Complete removal was achieved in 86% and subtotal removal in 11%. Subtotal removals were due to an extradural extension or to recurrent cases. The rate of complete removal increased up to 94% when selecting only intradural lesions treated at first presentation.
Postoperative deterioration has been noted in three patients, all of them due to swallowing disturbances in tumors located above the VA. We deplore two postoperative deaths in the first years of this series due to pulmonary and air embolisms, respectively.
Most patients were followed up with MRI at 1, 3, 6 and 10 years. We are aware of only one recurrence 9 years after surgery in the group of primary cases. In this case, the meningioma had an usual (muschroom) type at the first surgery and becomes en plaque type at recurrence, involving half of the circumference of the FM dura and bone.

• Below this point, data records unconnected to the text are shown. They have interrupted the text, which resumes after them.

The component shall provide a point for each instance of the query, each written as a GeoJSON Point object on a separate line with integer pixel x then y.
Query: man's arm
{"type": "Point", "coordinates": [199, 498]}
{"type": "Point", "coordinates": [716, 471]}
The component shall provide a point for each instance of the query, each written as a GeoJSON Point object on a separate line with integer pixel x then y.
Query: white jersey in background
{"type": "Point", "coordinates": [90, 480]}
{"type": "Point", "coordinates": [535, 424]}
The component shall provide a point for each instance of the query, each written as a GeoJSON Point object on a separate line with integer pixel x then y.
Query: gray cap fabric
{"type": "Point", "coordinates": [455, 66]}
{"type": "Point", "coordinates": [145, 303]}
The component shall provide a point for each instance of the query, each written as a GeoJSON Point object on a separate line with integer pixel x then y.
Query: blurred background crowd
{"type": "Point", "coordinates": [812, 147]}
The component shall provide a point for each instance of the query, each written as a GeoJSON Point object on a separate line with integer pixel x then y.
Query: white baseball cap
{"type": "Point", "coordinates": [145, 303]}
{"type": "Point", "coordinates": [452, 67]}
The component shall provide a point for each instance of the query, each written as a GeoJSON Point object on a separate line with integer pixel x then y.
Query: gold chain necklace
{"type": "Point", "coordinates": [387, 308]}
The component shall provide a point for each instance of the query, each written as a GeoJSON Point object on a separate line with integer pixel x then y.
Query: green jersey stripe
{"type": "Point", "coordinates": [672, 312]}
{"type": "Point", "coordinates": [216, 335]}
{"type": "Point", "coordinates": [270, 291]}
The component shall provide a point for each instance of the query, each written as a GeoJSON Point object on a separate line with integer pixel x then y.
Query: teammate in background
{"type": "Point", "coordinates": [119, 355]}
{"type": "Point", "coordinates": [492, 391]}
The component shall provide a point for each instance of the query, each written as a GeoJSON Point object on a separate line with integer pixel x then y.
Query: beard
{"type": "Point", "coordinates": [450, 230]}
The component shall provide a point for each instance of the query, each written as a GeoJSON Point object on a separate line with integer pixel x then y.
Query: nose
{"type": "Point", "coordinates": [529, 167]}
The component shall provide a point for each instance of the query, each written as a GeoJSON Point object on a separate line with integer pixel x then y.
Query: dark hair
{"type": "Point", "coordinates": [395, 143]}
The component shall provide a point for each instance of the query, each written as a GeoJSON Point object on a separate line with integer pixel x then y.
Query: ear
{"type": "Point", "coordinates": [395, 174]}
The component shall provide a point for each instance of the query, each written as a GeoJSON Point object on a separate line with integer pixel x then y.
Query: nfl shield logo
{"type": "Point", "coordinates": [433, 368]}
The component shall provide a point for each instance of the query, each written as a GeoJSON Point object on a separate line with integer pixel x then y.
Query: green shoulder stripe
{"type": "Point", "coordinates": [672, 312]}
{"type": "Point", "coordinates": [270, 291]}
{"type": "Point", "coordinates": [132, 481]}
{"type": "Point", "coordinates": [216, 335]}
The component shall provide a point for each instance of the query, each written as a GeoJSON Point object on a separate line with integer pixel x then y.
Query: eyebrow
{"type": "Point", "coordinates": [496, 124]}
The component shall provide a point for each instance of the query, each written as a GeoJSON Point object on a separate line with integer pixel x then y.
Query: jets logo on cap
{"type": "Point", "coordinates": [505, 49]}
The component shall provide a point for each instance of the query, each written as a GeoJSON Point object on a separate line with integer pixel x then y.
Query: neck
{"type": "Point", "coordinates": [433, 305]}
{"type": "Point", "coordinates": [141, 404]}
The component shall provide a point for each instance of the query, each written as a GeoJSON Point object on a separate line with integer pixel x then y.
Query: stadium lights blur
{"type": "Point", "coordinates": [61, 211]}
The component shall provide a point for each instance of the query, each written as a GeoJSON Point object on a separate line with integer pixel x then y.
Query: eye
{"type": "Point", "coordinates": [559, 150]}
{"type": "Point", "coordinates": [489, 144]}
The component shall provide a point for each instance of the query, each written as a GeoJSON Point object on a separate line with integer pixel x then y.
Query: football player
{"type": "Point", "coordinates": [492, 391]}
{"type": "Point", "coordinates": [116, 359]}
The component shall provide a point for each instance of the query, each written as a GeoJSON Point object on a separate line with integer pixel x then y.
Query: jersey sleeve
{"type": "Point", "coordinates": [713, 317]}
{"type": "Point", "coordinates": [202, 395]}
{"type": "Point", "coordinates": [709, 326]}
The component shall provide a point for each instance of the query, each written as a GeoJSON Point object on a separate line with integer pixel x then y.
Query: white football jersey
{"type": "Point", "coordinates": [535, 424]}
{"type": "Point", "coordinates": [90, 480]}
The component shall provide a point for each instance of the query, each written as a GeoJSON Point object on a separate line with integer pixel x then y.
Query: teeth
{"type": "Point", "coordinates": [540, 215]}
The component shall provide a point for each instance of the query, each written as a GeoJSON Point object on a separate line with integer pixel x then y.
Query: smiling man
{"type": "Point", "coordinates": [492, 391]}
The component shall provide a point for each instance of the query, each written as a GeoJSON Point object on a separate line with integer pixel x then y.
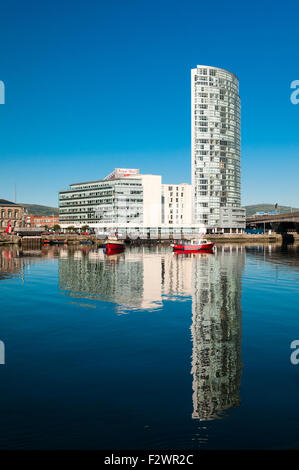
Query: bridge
{"type": "Point", "coordinates": [279, 223]}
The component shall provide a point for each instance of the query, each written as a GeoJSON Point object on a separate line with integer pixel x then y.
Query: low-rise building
{"type": "Point", "coordinates": [11, 213]}
{"type": "Point", "coordinates": [177, 204]}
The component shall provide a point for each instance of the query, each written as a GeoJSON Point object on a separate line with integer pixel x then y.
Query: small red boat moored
{"type": "Point", "coordinates": [112, 246]}
{"type": "Point", "coordinates": [193, 246]}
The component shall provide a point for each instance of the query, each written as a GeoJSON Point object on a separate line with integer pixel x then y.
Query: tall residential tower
{"type": "Point", "coordinates": [215, 149]}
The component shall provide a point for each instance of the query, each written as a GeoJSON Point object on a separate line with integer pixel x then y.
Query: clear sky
{"type": "Point", "coordinates": [93, 85]}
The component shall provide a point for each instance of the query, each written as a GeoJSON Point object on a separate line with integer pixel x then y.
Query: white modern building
{"type": "Point", "coordinates": [130, 203]}
{"type": "Point", "coordinates": [215, 150]}
{"type": "Point", "coordinates": [177, 204]}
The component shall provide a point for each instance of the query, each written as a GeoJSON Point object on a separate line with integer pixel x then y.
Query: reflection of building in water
{"type": "Point", "coordinates": [131, 280]}
{"type": "Point", "coordinates": [141, 278]}
{"type": "Point", "coordinates": [176, 275]}
{"type": "Point", "coordinates": [216, 333]}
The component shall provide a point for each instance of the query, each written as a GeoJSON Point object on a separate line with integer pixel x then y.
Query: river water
{"type": "Point", "coordinates": [148, 349]}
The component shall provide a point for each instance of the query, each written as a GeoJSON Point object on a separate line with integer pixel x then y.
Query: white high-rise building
{"type": "Point", "coordinates": [215, 149]}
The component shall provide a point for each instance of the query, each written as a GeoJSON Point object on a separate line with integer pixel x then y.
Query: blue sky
{"type": "Point", "coordinates": [95, 85]}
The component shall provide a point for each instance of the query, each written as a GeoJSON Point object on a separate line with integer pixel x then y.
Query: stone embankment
{"type": "Point", "coordinates": [71, 239]}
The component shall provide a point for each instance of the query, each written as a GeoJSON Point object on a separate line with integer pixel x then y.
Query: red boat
{"type": "Point", "coordinates": [193, 246]}
{"type": "Point", "coordinates": [113, 246]}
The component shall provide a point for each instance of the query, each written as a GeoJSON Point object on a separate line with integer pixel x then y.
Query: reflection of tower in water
{"type": "Point", "coordinates": [216, 332]}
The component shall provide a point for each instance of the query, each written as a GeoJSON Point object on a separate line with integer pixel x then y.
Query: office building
{"type": "Point", "coordinates": [177, 204]}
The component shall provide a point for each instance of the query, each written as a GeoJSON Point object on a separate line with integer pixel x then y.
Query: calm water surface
{"type": "Point", "coordinates": [148, 349]}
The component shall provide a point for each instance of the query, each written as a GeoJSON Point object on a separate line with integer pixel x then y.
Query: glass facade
{"type": "Point", "coordinates": [215, 143]}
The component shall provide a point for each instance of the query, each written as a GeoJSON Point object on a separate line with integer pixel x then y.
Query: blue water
{"type": "Point", "coordinates": [148, 349]}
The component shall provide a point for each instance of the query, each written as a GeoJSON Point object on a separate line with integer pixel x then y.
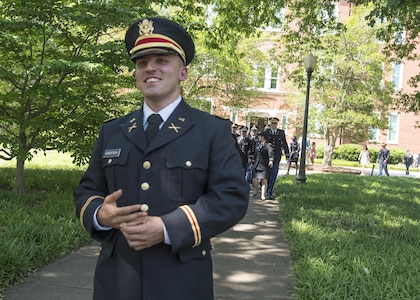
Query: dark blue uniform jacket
{"type": "Point", "coordinates": [190, 175]}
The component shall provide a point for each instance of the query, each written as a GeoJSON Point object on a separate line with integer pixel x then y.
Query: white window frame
{"type": "Point", "coordinates": [394, 128]}
{"type": "Point", "coordinates": [397, 75]}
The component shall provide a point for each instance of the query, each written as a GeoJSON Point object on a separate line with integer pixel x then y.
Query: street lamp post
{"type": "Point", "coordinates": [309, 63]}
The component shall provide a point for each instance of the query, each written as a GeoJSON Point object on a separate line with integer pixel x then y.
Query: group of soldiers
{"type": "Point", "coordinates": [247, 145]}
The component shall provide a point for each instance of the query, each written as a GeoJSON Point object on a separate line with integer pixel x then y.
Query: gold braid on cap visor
{"type": "Point", "coordinates": [157, 41]}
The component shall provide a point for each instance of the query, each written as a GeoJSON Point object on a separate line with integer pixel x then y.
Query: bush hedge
{"type": "Point", "coordinates": [350, 152]}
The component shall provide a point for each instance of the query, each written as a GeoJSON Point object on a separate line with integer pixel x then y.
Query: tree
{"type": "Point", "coordinates": [59, 69]}
{"type": "Point", "coordinates": [349, 94]}
{"type": "Point", "coordinates": [64, 69]}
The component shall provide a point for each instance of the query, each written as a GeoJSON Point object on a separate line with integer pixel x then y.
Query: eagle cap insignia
{"type": "Point", "coordinates": [146, 27]}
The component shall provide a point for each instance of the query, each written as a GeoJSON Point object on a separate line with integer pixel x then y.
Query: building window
{"type": "Point", "coordinates": [374, 135]}
{"type": "Point", "coordinates": [284, 123]}
{"type": "Point", "coordinates": [274, 78]}
{"type": "Point", "coordinates": [397, 75]}
{"type": "Point", "coordinates": [393, 122]}
{"type": "Point", "coordinates": [267, 77]}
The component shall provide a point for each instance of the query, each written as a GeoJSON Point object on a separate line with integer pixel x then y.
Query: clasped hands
{"type": "Point", "coordinates": [139, 229]}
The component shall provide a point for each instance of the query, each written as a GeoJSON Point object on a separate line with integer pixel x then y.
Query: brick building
{"type": "Point", "coordinates": [279, 99]}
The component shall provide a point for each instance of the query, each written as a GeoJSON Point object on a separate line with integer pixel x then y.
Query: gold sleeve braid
{"type": "Point", "coordinates": [88, 201]}
{"type": "Point", "coordinates": [195, 227]}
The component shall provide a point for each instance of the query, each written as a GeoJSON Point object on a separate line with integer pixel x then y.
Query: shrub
{"type": "Point", "coordinates": [348, 152]}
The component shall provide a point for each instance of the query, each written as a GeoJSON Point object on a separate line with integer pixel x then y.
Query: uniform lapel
{"type": "Point", "coordinates": [134, 131]}
{"type": "Point", "coordinates": [178, 123]}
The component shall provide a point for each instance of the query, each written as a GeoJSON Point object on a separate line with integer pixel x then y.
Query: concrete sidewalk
{"type": "Point", "coordinates": [251, 261]}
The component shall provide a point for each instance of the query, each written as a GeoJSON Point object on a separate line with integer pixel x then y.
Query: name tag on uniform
{"type": "Point", "coordinates": [110, 153]}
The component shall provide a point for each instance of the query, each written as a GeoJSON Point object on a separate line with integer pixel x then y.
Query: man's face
{"type": "Point", "coordinates": [158, 77]}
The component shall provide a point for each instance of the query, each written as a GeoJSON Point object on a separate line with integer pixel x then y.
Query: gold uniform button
{"type": "Point", "coordinates": [147, 165]}
{"type": "Point", "coordinates": [145, 186]}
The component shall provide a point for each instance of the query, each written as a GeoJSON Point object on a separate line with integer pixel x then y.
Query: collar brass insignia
{"type": "Point", "coordinates": [134, 126]}
{"type": "Point", "coordinates": [176, 128]}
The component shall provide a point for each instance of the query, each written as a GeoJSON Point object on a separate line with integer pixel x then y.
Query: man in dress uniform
{"type": "Point", "coordinates": [278, 140]}
{"type": "Point", "coordinates": [161, 182]}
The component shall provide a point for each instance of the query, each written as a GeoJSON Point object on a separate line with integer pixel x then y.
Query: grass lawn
{"type": "Point", "coordinates": [353, 237]}
{"type": "Point", "coordinates": [39, 226]}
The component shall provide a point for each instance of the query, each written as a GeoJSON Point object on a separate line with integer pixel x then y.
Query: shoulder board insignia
{"type": "Point", "coordinates": [110, 119]}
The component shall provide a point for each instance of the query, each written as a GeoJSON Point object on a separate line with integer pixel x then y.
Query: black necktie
{"type": "Point", "coordinates": [153, 121]}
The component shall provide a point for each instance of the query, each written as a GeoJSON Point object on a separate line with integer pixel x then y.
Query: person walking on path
{"type": "Point", "coordinates": [364, 159]}
{"type": "Point", "coordinates": [158, 187]}
{"type": "Point", "coordinates": [263, 164]}
{"type": "Point", "coordinates": [294, 154]}
{"type": "Point", "coordinates": [312, 153]}
{"type": "Point", "coordinates": [408, 161]}
{"type": "Point", "coordinates": [383, 160]}
{"type": "Point", "coordinates": [277, 138]}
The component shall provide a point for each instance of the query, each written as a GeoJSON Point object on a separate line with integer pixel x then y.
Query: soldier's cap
{"type": "Point", "coordinates": [265, 134]}
{"type": "Point", "coordinates": [158, 36]}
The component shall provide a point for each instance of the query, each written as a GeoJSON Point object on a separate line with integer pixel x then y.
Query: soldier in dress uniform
{"type": "Point", "coordinates": [278, 139]}
{"type": "Point", "coordinates": [158, 186]}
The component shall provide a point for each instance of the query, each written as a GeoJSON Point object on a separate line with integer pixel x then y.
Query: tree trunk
{"type": "Point", "coordinates": [330, 138]}
{"type": "Point", "coordinates": [20, 176]}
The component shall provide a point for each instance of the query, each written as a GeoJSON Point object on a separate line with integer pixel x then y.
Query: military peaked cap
{"type": "Point", "coordinates": [158, 36]}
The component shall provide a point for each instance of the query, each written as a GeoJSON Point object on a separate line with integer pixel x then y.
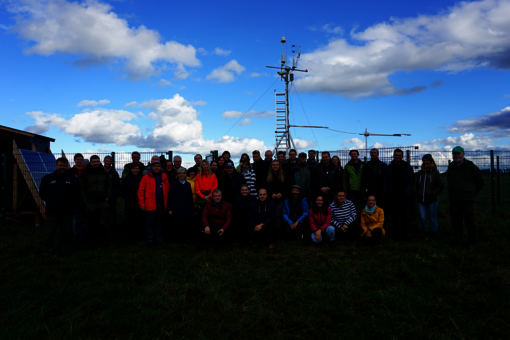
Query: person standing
{"type": "Point", "coordinates": [429, 185]}
{"type": "Point", "coordinates": [372, 178]}
{"type": "Point", "coordinates": [96, 188]}
{"type": "Point", "coordinates": [181, 208]}
{"type": "Point", "coordinates": [133, 215]}
{"type": "Point", "coordinates": [398, 187]}
{"type": "Point", "coordinates": [465, 181]}
{"type": "Point", "coordinates": [60, 191]}
{"type": "Point", "coordinates": [80, 215]}
{"type": "Point", "coordinates": [326, 179]}
{"type": "Point", "coordinates": [352, 179]}
{"type": "Point", "coordinates": [153, 198]}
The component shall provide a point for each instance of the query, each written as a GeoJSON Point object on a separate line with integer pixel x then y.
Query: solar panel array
{"type": "Point", "coordinates": [39, 164]}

FMMs are undoubtfully challenging tumors in the vicinity of the brainstem, the VA, and lower cranial nerves. These lesions can be classified according to their compartment of development, their dural insertion, and their relation with the vertebral artery. The first two criteria help for choosing the most appropriate surgical approach. In our experience, only purely extradural FMMs anterior to the VA necessitate to be operated on through an antero-lateral approach; the vast majority of lesions were resected successfully through a postero-lateral approach. In the intradural group, the relation of the tumor with the VA was crucial and allows for anticipating the position of the lower cranial nerves and therefore for reducing the postoperative morbidity. In all cases of tumor growing below the VA, the lower cranial nerves were displaced at the superior pole of the tumor, while in the other cases, their displacement was discovered in all directions.
Source of Support: Nil
Conflict of Interest: None declared.